Limits & defaults
Batch-level options shared by every batch function — defaults merged into requests, batch metadata, and request/size limits with per-provider caps.
These options sit on the batch call alongside model and requests, and apply to every batch function — batch(), batch.images(), and batch.embeddings() — regardless of the per-request fields documented on each API page.
Defaults
defaults are merged into every request; request-level values win:
await batch({
model: anthropic("claude-opus-4-8"),
defaults: {
system: "You are terse.",
maxOutputTokens: 256,
},
requests: [
{ customId: "a", prompt: "…" }, // inherits system + maxOutputTokens
{ customId: "b", prompt: "…", maxOutputTokens: 1024 }, // overrides maxOutputTokens
],
});Metadata
metadata attaches free-form key/value pairs to the batch. It's forwarded to
OpenAI, Groq, Together AI, and Mistral, and ignored by Anthropic, Google Gemini,
and xAI (whose batch APIs don't accept batch-level metadata):
await batch({ model, requests, metadata: { description: "nightly eval" } });Limits
Batchwork validates every batch before it reaches a provider. The default guardrails are 50,000 requests per batch, 20 MiB per captured request body, a 200 MiB provider upload payload, and 16 concurrent request captures:
await batch({
model,
requests,
limits: {
captureConcurrency: 8,
maxRequests: 10_000,
maxRequestBytes: 4 * 1024 * 1024,
maxUploadBytes: 100 * 1024 * 1024,
},
});Provider-side caps still apply, so keep custom limits at or below the target provider's maximums.

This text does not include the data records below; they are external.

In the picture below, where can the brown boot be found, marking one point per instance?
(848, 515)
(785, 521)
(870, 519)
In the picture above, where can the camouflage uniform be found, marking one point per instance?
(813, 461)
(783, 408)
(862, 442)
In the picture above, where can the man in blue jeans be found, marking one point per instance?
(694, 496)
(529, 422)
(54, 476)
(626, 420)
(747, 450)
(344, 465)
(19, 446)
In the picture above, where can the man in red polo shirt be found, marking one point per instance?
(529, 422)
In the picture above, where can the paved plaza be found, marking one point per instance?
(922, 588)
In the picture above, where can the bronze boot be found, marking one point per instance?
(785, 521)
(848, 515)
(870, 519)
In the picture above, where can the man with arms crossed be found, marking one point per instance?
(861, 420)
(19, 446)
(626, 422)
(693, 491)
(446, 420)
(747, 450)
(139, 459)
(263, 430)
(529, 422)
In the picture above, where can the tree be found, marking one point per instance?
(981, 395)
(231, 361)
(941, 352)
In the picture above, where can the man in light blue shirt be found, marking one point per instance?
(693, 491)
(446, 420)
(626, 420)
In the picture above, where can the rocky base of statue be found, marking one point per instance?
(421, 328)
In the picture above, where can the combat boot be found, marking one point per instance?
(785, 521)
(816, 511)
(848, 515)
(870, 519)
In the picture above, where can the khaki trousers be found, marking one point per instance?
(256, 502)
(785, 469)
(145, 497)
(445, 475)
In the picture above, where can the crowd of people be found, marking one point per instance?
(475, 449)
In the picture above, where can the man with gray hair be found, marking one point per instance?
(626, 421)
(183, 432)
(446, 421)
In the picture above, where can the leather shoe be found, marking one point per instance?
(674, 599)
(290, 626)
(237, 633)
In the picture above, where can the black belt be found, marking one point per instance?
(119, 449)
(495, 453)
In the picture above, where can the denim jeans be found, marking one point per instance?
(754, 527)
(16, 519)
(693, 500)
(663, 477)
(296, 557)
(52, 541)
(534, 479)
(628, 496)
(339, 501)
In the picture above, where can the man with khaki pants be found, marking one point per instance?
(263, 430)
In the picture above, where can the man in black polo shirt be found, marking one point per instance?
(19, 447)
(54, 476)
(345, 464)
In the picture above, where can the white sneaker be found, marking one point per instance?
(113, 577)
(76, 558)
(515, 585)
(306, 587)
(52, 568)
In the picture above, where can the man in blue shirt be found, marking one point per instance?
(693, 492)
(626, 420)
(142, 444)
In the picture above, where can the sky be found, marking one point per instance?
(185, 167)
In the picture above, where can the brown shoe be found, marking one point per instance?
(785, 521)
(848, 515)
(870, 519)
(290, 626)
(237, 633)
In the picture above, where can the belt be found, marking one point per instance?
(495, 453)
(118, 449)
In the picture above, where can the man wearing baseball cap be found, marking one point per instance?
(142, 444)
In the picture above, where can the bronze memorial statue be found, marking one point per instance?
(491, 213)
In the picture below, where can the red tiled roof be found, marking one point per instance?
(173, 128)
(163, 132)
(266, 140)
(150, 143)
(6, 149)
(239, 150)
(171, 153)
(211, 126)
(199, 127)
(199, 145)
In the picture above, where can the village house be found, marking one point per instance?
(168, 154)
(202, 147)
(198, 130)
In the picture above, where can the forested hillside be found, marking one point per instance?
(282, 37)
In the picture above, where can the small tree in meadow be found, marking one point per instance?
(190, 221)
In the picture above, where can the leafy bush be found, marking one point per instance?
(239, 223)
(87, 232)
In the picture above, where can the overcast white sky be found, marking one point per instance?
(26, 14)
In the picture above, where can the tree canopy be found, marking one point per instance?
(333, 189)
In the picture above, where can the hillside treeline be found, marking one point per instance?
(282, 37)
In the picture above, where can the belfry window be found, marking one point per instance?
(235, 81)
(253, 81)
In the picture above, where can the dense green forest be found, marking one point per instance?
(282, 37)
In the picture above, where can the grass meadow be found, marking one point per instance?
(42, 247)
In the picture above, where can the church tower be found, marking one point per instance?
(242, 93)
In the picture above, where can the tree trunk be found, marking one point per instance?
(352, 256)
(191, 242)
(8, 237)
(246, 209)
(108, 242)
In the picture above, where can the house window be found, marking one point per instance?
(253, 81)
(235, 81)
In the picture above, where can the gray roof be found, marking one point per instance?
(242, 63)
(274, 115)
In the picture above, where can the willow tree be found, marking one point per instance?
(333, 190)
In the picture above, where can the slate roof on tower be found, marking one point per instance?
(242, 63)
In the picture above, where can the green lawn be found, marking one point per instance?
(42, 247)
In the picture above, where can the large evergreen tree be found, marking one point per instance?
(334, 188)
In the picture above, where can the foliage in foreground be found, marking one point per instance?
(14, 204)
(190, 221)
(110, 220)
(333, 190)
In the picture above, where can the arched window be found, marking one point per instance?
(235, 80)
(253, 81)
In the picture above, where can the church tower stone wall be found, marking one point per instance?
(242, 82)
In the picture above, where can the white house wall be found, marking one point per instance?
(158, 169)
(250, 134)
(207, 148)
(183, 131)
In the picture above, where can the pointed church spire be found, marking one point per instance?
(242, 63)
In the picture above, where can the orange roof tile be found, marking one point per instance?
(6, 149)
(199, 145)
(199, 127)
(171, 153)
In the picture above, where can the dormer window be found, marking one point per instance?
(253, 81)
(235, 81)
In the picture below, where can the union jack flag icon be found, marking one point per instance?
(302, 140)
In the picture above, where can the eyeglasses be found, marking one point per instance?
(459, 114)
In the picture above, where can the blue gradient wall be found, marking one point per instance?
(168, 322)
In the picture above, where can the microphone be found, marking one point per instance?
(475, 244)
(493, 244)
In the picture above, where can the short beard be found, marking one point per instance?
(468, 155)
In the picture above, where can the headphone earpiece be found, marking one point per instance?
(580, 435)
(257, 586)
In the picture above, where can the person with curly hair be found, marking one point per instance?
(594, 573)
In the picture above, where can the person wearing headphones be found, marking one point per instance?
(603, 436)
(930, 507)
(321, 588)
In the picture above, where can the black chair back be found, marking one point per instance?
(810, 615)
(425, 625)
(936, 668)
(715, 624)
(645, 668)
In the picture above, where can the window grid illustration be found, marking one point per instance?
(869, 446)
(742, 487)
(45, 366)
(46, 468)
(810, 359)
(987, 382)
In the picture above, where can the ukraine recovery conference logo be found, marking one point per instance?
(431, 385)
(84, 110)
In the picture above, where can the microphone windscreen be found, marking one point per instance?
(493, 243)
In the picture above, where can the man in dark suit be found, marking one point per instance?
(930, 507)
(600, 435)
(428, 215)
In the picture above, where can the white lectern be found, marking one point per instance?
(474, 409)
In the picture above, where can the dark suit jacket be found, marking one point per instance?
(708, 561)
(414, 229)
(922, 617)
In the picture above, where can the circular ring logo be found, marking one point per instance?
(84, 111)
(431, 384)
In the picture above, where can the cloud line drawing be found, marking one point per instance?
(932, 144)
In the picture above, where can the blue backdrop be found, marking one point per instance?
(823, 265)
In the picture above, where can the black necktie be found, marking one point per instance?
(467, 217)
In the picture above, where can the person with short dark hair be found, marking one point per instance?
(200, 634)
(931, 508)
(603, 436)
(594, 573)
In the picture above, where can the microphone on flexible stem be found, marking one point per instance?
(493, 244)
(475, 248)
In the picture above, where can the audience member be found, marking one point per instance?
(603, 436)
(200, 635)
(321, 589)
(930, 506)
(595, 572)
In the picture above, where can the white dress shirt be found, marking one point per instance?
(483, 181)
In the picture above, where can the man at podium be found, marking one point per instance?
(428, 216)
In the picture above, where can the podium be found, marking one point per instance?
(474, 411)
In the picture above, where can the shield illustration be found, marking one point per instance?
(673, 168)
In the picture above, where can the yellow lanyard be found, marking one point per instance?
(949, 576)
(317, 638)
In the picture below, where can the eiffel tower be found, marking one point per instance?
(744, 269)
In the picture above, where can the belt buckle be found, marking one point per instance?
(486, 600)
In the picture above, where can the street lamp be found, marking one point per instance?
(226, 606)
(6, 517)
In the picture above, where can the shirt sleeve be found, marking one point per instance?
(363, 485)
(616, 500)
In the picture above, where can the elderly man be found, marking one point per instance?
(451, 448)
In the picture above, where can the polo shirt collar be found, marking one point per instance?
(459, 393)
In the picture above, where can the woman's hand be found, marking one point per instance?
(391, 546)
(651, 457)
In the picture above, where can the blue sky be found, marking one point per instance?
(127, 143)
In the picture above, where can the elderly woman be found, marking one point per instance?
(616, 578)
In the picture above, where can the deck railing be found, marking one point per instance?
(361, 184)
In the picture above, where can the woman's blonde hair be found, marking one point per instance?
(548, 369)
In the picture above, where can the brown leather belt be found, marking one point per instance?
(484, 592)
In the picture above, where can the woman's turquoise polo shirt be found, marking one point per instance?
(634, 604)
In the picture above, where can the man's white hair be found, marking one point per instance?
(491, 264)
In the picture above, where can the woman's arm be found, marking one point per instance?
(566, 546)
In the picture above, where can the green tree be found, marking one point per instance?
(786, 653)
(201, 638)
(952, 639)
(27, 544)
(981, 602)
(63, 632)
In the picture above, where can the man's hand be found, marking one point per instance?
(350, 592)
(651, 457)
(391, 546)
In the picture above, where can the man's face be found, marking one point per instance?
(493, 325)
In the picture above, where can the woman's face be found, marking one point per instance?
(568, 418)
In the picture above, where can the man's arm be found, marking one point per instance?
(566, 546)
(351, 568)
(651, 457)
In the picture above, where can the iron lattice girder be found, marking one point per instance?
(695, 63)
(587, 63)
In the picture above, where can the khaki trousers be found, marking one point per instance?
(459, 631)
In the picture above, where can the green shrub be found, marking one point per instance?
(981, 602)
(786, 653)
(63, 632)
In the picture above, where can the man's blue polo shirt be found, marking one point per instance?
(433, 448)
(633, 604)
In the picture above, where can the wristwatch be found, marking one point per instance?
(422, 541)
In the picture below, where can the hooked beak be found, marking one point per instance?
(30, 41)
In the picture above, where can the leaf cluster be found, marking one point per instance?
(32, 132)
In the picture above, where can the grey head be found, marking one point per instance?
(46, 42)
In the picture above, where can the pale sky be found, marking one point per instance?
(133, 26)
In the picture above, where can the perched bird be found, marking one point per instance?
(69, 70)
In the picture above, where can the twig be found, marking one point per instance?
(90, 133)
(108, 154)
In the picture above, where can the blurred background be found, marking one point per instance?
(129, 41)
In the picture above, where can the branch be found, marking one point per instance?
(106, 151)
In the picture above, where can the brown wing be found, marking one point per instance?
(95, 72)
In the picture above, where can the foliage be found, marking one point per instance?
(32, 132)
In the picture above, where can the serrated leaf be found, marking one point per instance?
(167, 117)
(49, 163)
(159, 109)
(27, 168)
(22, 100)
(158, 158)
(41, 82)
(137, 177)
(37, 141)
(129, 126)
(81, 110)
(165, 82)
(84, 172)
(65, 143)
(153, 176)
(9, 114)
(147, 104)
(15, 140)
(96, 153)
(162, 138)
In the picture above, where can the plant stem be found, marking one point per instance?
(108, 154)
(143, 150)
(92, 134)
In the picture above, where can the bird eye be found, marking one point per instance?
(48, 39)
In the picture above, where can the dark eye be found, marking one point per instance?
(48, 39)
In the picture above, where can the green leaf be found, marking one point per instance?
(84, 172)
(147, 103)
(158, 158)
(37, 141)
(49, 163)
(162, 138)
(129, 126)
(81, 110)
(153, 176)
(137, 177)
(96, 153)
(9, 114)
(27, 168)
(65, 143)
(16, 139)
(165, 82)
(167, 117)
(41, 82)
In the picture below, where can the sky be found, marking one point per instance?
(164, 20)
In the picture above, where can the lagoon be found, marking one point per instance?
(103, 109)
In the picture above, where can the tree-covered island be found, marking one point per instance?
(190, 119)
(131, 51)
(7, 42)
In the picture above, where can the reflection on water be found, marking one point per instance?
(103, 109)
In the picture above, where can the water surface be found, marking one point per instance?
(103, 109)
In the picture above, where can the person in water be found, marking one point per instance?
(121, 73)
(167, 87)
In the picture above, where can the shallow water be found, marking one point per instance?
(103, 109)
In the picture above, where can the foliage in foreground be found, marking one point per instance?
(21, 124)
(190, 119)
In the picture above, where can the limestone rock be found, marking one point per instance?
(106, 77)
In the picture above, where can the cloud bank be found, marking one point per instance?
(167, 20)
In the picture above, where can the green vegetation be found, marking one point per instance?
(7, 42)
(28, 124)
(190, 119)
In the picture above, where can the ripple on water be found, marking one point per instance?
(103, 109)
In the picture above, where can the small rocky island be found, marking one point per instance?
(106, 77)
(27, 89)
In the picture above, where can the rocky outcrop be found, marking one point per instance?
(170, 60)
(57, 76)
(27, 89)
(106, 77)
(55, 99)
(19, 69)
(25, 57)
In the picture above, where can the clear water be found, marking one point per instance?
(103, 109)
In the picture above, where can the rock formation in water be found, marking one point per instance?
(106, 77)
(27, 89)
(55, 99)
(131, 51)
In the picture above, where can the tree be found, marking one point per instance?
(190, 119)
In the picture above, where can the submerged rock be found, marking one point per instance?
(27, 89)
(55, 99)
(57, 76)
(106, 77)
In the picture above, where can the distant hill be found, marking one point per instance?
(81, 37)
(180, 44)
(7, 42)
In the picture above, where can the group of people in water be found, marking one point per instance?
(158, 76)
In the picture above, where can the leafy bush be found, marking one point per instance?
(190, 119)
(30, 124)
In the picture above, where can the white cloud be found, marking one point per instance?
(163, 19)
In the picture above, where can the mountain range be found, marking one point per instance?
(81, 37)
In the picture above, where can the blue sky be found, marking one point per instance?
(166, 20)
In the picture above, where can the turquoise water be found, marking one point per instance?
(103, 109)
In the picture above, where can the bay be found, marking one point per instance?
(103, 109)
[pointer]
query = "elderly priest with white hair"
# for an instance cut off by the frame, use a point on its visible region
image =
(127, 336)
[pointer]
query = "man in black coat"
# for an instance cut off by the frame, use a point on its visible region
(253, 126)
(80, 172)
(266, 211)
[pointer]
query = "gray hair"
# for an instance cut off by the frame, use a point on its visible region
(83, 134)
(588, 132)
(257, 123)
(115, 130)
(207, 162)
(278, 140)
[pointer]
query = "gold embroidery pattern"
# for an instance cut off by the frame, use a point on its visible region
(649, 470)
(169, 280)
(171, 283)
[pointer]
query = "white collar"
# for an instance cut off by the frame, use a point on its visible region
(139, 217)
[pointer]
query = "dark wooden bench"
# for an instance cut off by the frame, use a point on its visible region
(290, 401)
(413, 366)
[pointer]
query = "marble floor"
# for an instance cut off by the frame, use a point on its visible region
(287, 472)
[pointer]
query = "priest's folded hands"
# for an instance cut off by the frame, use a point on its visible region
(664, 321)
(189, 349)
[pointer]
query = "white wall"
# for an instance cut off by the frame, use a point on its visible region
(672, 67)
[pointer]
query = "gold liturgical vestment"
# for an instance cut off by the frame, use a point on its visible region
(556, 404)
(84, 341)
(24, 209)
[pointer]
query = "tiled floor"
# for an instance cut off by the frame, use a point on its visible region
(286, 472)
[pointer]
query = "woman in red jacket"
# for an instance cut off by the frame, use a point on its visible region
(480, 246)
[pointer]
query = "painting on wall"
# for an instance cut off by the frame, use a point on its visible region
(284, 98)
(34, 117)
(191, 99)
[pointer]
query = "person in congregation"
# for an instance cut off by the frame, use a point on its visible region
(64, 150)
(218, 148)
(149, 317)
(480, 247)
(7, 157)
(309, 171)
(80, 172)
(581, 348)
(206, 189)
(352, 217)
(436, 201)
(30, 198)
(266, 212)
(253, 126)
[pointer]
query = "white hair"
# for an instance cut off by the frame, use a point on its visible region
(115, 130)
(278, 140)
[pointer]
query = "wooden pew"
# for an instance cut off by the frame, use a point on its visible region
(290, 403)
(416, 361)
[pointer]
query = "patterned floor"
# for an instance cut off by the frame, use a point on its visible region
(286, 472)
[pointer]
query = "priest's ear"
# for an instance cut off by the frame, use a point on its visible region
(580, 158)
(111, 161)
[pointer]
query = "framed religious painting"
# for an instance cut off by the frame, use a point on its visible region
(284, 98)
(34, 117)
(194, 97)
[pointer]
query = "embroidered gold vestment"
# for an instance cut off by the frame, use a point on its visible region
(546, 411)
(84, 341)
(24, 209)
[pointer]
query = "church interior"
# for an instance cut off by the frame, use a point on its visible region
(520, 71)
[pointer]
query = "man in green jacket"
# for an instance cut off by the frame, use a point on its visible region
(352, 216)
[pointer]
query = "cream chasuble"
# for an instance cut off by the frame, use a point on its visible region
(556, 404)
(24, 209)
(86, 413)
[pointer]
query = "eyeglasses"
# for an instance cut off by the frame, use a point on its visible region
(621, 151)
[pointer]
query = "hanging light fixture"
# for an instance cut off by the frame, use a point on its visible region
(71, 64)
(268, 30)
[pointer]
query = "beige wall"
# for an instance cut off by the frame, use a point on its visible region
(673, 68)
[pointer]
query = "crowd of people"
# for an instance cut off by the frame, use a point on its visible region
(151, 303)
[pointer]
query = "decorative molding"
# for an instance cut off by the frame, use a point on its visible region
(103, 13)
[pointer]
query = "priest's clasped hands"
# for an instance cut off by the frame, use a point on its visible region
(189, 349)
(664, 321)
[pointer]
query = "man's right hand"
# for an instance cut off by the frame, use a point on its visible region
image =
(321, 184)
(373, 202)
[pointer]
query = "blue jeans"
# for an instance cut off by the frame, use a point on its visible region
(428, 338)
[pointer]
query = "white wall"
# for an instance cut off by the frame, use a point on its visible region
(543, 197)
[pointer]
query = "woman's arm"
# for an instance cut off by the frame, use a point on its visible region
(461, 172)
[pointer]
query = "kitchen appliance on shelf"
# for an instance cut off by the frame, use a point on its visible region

Per-batch limits vary by provider:
| Provider | Max requests per batch | Max input size |
|---|---|---|
| OpenAI | 50,000 | 200 MB |
| Anthropic | 100,000 | 256 MB |
| Google Gemini | No fixed count | 2 GB file · 20 MB inline |
| Groq | 50,000 | 200 MB |
| Mistral | 100,000 | 512 MB |
| Together AI | 50,000 | 100 MB |
| xAI | 50,000 | 200 MB |
Notes:
- Google Gemini doesn't cap request count directly — batches are bounded by the 2 GB input-file size and a per-model enqueued-token quota. Inline requests must stay under 20 MB total.
- Together AI also limits enqueued tokens to 30B per model at any time.
- xAI's 50,000 cap applies to file-based batches; inline batches are theoretically unbounded but throttled above ~1,000,000 requests.
For very large workloads, split into multiple batches.